Como é que a Terapia da Fala ajuda as crianças a falar?
Zélia Raposo Fernandes, Terapeuta da Fala no Espaço Crescer • 6 de março de 2024

A Terapia da Fala, utilizando práticas baseadas na evidência científica, recorre ao funcionamento do cérebro como uma ferramenta de intervenção.

Saiba o que é a PLASTICIDADE CEREBRAL e como este mecanismo natural do cérebro está presente nas metodologias utilizadas na Terapia, para ajudar as crianças no desenvolvimento da fala e da linguagem.



Diariamente, chegam-nos ao consultório crianças e adolescentes que não têm a fala adquirida; outros, falam, mas com distorções em alguns sons, apresentam um vocabulário aquém do esperado para a idade ou um discurso desorganizado. Outros, nunca deram sinal de alteração até à entrada para a escola, altura em que a aprendizagem da leitura se revelou um inexplicável problema para pais e professores.
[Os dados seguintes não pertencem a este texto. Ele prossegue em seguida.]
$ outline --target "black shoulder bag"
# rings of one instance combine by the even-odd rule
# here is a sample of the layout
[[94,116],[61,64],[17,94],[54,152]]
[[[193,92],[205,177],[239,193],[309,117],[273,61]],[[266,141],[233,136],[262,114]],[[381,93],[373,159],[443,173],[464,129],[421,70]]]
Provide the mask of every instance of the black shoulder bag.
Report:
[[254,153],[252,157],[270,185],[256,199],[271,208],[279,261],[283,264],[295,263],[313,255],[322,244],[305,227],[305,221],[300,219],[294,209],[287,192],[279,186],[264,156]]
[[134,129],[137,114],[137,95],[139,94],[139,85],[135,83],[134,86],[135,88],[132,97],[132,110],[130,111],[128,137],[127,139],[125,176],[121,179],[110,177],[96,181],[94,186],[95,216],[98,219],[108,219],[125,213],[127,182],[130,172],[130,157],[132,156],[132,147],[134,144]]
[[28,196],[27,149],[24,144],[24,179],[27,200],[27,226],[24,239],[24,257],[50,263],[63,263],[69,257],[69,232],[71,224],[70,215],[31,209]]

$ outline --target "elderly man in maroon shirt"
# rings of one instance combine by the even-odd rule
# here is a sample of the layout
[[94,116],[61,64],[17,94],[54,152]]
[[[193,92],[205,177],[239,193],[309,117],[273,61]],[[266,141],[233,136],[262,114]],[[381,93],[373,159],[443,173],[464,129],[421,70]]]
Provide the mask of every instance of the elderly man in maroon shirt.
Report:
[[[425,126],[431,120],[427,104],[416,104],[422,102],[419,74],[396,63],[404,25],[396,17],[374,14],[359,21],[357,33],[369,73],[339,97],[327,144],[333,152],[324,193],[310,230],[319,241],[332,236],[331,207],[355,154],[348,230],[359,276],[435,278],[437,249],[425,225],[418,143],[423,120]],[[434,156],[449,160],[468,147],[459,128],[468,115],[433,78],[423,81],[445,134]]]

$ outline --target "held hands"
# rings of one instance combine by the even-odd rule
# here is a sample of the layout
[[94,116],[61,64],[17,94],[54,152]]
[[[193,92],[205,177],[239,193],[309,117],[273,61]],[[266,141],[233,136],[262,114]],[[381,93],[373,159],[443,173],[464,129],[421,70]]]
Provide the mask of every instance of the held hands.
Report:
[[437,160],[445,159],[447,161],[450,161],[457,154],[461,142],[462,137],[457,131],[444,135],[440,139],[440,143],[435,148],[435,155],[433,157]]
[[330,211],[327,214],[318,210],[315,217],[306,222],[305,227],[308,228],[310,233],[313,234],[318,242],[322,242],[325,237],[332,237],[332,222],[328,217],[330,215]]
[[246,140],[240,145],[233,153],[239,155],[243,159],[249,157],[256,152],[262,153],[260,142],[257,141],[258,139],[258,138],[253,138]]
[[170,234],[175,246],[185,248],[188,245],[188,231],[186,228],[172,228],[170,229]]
Após a avaliação em Terapia da Fala, inicia-se a intervenção e, regra geral, as crianças começam a evoluir gradualmente, superando os seus obstáculos. 

 

É importante salientar a “velha máxima” de que cada caso é um caso e apesar de duas crianças poderem ter o mesmo diagnóstico, como por exemplo Perturbação dos Sons da Fala, cada uma terá evoluções e resultados diferentes. Cada criança tem o seu tempo, a sua família e herança genética, o seu meio escolar, a sua personalidade, a sua arquitetura cerebral

 

Todos os cérebros terão a mesma base organizacional - como por exemplo uma área concreta altamente especializada na linguagem, no hemisfério esquerdo -, mas há nuances que diferem de pessoa para a pessoa. Se, por um lado, essas diferenças têm uma base genética, por outro vão sendo fomentadas ao longo da vida, desde o período in útero, e que passam pela estimulação que recebemos do meio, do acesso à saúde e outros recursos básicos, de eventuais doenças, da alimentação, da medicação, da intervenção terapêutica (como a que é realizada nas sessões de Terapia da Fala), entre outros fatores. 

Mais Estímulo, Mais Aprendizagem

Outro aspeto que sabemos é que quanto mais cedo for iniciada a estimulação adequada da criança mais redes neuronais (ligações entre os neurónios, as células do cérebro) se formarão progressivamente, proporcionando um acesso mais rápido e eficaz à informação que se vai armazenando no cérebro e uma aprendizagem de novas palavras e conceitos cada vez maior.

 

A estimulação, além de precoce, deverá ser feita através das várias vias de receção da informação (auditiva, visual, táctil, olfativa), para tornar a aprendizagem mais abrangente e completa, mas também porque cada uma destas áreas têm ligações privilegiadas ao cérebro.

O cérebro organiza-se em módulos e em áreas especializadas que comunicam entre si.

 

A estimulação e a superação de desafios em qualquer área, mas sobretudo nas áreas evidenciadas na avaliação terapêutica como sendo mais frágeis, desencadeia sinapses que ligarão e fortalecerão o funcionamento das células do cérebro, potenciando que as novas aprendizagens diárias se “instalem” e sejam usadas de forma bem-sucedida. 

 

Quanto mais ligações entre as células existir, maiores são as possibilidades de apreendermos e utilizarmos com eficácia a informação que o nosso cérebro vai registando constantemente. 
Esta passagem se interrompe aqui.